While limbs are the main site of diabetes-associated ulcers in patients, all but three studies included in this systematic review examined wounds generated on the torso of mice. The greater area on the torso allows multiple wounds to be studied but it is unlikely such ulcers simulate the clinical situation. Peripheral artery disease and neuropathy are key causes of ulcers in people. Only four of the included studies examined blood flow within the mice.49 69 71 87 None of the included studies artificially induced artery disease or neuropathy within the mice. Artificial generation of peripheral ischemia or neuropathy is likely required to simulate the clinical presentation since mice are very resistant to development of diabetes-associated microvascular complications.105 Use of genetically modified mice may also be used to simulate other clinically relevant risk factors, such as dyslipidemia which accelerates diabetes-associated atherosclerosis and neuropathy.106 107 Table 2 presents suggested criteria for future diabetes-associated ulcer studies in rodents aimed to improve the clinical relevance of the research.

Table 2

Proposed reporting standards for mouse models of diabetes-associated ulceration

Elevated and sustained glycemia	Diabetes should be validated by more than one method, as per recommendations by DiaComp, and, ideally, performed multiple times.Suggested criteria: Fasting blood glucose >8.33 mmol/L (highly recommended) or otherwise random blood glucose >15 mmol/L. Validation via intraperitoneal glucose tolerance test, or euglycemic clamp on awake and conscious animals.
Presence of ischemia	May be examined using laser Doppler or similar techniques. May be artificially induced via ligation/obstruction/excision of local major artery.
Presence of neuropathy	May be examined by electrophysiology, behavioral tests and/or histology.
Location of wound on periphery	Ideally on the foot/paw.
Possible infection could be considered	May be artificially induced.

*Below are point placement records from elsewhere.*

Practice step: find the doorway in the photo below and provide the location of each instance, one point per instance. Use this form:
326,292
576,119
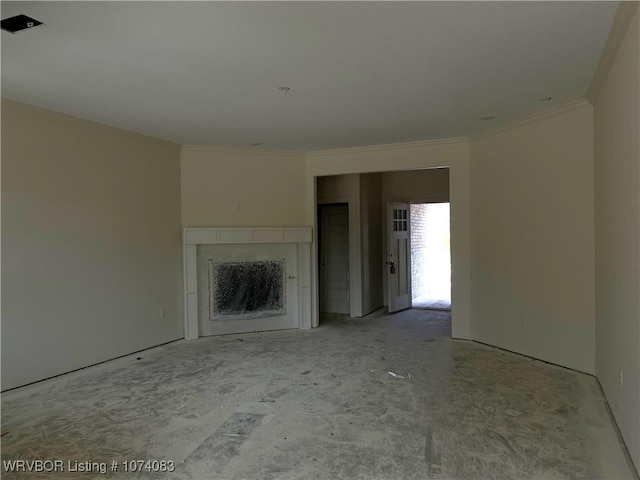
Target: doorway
430,256
333,261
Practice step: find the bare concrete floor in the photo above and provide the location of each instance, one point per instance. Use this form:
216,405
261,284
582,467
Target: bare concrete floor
384,397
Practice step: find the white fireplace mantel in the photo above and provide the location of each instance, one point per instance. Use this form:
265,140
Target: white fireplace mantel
192,237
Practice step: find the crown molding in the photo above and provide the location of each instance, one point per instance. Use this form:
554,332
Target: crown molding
389,146
244,151
533,117
621,22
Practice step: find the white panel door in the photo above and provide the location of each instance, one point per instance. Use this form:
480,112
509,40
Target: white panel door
334,259
398,268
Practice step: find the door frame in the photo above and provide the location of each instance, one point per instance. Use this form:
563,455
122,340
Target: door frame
320,235
355,284
392,206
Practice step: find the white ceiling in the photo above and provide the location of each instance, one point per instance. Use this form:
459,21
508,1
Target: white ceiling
360,73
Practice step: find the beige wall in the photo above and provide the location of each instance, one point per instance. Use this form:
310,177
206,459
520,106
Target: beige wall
371,241
532,237
416,186
90,243
242,187
617,217
411,156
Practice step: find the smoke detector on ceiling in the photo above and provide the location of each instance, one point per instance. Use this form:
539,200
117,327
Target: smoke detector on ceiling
18,23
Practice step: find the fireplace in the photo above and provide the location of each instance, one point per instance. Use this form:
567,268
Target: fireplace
242,290
246,279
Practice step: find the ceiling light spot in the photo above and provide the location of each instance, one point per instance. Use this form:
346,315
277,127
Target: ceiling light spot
18,23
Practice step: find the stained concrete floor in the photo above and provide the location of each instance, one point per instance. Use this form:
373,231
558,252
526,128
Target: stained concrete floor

DiaComp, Diabetic Complications Consortium.

Limitations and strengths

To the best of our knowledge, this is the first systematic review and meta-analysis examining wound healing impairment in different mouse models of diabetes. The current study used a range of analysis methods and quality assessment methods in order to rigorously assess past research. The included studies had many quality weaknesses such as small sample sizes. There was also absence of key study design and reporting features, like blinding of outcome assessors and inclusion of sample size calculations. Many of the included studies did not report parameters relevant to diabetes or determined the severity of diabetes. Therefore, it was not possible to systematically assess the correlation between glucose control and wound healing impairment. There was also statistical and methodological heterogeneity between studies. Due to the heterogeneous and intermittent reporting of outcomes, it was not possible to systematically examine the molecular mechanisms involved in wound healing impairment. Nonetheless, the findings from this study provide important insight into the strengths and weaknesses of current mice models of diabetes-associated ulcers.

Conclusion

In conclusion, this systematic review suggests that, regardless of diabetes induction method, hyperglycemia impairs wound healing in mice. Incorporation of clinically relevant aspects, such as limb ischemia and prolonged diabetes duration, may improve the translation of findings from the mouse models.